Les recommandations du BAPE dévoilées hier semblent pertinentes (voir le communiqué du GRAME paru sur OikosBlogue). Sans le nommer, il s’agit d’un moratoire qui durera le temps de l’évaluation environnementale stratégique – semblable à celle qui a statué contre l’exploitation pétrolière et gazière dans l’estuaire du Saint-Laurent – qui pourrait s’échelonner sur deux ans. Le grand avantage, c’est que le Québec pourra maintenant profiter de la vaste étude menée de façon concomitante par l’EPA (l’Agence étatsunienne de protection de l’environnement), avec des moyens considérables. Et il en faut, car selon une enquête réalisée en 2009, qui était restée confidentielle mais qui fut dévoilée par le New York Times dans son édition du 26 février, l’eau usée résultant de la fracturation hydraulique remonte à la surface avec, selon les termes de l’étude, « highly corrosive salts, carcinogens like benzene and radioactive elements like radium ».
Les documents obtenus par le NYT proviennent de fuites d’officiels de l’EPA ou du personnel de l’État de Pennsylvanie. On peut d’ailleurs accéder directement à certaines des 30 000 pages de documents annotées par le NYT en cliquant ici. On peut aussi visionner la carte interactive du NYT ou encore le document infographique qui donne une bonne idée du processus de fracturation.
L’enquête de l’EPA a été réalisée sur un gisement de gaz de schiste de Marcellus, en Pennsylvanie, et a porté sur 200 puits. Selon ce document, l’eau extraite de 128 puits présente des taux de radiations dues à la présence d’uranium et de radium, supérieurs à la norme autorisée pour l’eau potable. 42 prélèvements affichent des taux trop élevés de radium, 4 d’uranium et 41 pour ce qui est de la présence de benzène dans l’eau usée. L’EPA fait état de taux de radioactivité 100 à 1 000 fois supérieur aux normes. Donc, l’exploitation des gaz de schiste par la méthode de fracturation serait beaucoup plus nuisible pour l’environnement et la santé que le prévoyaient les études antérieures.
L’un des documents obtenus est une étude confidentielle réalisée par l’industrie du gaz. On y affirme que la radioactivité détectée dans les eaux usées ne pourra pas être complètement diluée dans les rivières ou par un traitement conventionnel. Non seulement l’EPA ne serait pas intervenue pour chercher à corriger la situation, elle a permis aux autorités municipales responsables du traitement des eaux usées de ne pas tester la radioactivité des eaux rejetées après traitement.
Pour les États-Unis ce n’est pas un petit problème.

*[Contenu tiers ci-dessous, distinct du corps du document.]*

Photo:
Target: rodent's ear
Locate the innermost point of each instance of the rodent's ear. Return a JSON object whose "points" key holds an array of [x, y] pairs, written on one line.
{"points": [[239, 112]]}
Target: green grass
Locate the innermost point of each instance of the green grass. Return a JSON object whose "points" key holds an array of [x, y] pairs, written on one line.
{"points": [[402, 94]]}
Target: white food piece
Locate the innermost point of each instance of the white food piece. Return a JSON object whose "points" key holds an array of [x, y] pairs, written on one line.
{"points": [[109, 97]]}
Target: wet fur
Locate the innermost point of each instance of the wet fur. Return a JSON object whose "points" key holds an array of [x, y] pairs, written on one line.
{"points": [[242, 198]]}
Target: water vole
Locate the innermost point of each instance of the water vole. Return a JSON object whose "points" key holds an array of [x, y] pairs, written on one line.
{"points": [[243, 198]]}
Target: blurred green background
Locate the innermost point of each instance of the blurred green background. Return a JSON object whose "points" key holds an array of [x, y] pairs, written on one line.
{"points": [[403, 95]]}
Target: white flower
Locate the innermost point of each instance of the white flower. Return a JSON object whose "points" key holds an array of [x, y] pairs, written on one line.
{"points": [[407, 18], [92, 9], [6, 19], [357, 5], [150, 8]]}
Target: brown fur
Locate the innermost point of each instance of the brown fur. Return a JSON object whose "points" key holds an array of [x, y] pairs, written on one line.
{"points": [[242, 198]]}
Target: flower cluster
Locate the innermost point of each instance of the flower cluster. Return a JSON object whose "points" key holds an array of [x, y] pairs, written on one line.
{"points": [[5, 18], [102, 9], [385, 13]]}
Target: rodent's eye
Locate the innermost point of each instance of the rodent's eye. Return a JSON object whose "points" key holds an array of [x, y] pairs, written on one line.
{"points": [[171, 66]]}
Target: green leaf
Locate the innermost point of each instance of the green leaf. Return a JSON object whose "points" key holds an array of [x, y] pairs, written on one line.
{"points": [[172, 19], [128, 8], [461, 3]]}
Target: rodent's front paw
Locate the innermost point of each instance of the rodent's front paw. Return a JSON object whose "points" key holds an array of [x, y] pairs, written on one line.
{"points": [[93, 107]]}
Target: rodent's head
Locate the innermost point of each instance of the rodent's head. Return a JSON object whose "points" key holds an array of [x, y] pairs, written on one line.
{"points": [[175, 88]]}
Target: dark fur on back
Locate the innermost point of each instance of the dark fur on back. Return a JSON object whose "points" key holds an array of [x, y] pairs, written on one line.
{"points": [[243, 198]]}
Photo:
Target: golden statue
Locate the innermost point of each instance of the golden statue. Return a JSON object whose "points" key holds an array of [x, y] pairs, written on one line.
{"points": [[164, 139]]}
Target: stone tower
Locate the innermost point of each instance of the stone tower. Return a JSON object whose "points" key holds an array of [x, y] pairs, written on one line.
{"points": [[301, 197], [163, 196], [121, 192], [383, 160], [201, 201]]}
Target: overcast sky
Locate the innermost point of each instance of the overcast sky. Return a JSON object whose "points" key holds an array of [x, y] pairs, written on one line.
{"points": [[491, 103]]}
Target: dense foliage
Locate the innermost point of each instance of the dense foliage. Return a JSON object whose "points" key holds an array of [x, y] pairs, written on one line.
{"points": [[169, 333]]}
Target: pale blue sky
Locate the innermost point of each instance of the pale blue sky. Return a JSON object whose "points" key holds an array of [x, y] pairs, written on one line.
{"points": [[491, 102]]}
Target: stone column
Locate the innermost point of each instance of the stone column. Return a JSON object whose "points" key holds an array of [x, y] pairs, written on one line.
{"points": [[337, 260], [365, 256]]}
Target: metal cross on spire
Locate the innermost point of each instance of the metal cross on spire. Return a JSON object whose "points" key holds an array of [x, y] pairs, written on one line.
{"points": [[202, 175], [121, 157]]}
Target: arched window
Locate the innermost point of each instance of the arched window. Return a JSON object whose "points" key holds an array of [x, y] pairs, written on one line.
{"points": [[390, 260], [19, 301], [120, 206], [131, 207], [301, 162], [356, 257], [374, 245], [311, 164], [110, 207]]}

Ce pays de la libre entreprise a totalement laissez-faire l’industrie du gaz dans ce Klondike du gaz de schiste. En 2009 il y aurait ainsi 493 000 puits actifs d’exploitation du gaz. C’est plus du double du nombre de puits qu’il y avait en 1990. Mais à la différence qu’aujourd’hui 90 % de ces puits utilisent la méthode de la fracturation. Ce sont surtout dans cinq États qu’on retrouve des puits dans des zones densément peuplées, où les impacts de l’industrie peuvent avoir des conséquences sur la population : Colorado, Ohio, Pennsylvanie, Texas et Virginie. Mais pour le Wyoming, État avec une faible densité de population, c’est plutôt la contamination de l’air qui pose problème. Pour la première fois de son histoire, la qualité de l’air de cet État n’a pas rencontré les standards minimum requis, en raison du benzène et du toluène contenus dans les fumées des 27 000 puits implantés au Wyoming, dont la grande majorité utilise la méthode de fracturation. Dans le comté où la concentration de puits est la plus forte, la réaction de ces fumées avec le soleil contribuerait à un niveau d’ozone plus élevé que les records atteint à Houston ou Los Angeles.
Comment se surprendre de la réponse extrêmement prévisible de l’industrie : « These low levels of radioactivity pose no threat to the public or worker safety and are more a public perception issue than a real health threat », aurait déclaré James E. Grey, chef opérateur de Triana Energy. Pourtant, comment expliquent-ils que dans une étude confidentielle de l’American Petroleum Institute qui date de 1990, on signalait que les risques significatifs de cancer qui découleraient de rejets d’eaux usées contenant des éléments radioactifs – à un niveau de radioactivité inférieur à ceux de Pennsylvanie – déversés dans le Golfe du Mexique – donc beaucoup plus fortement dilués – étaient très élevés pour les personnes qui consommeraient du poisson contaminé.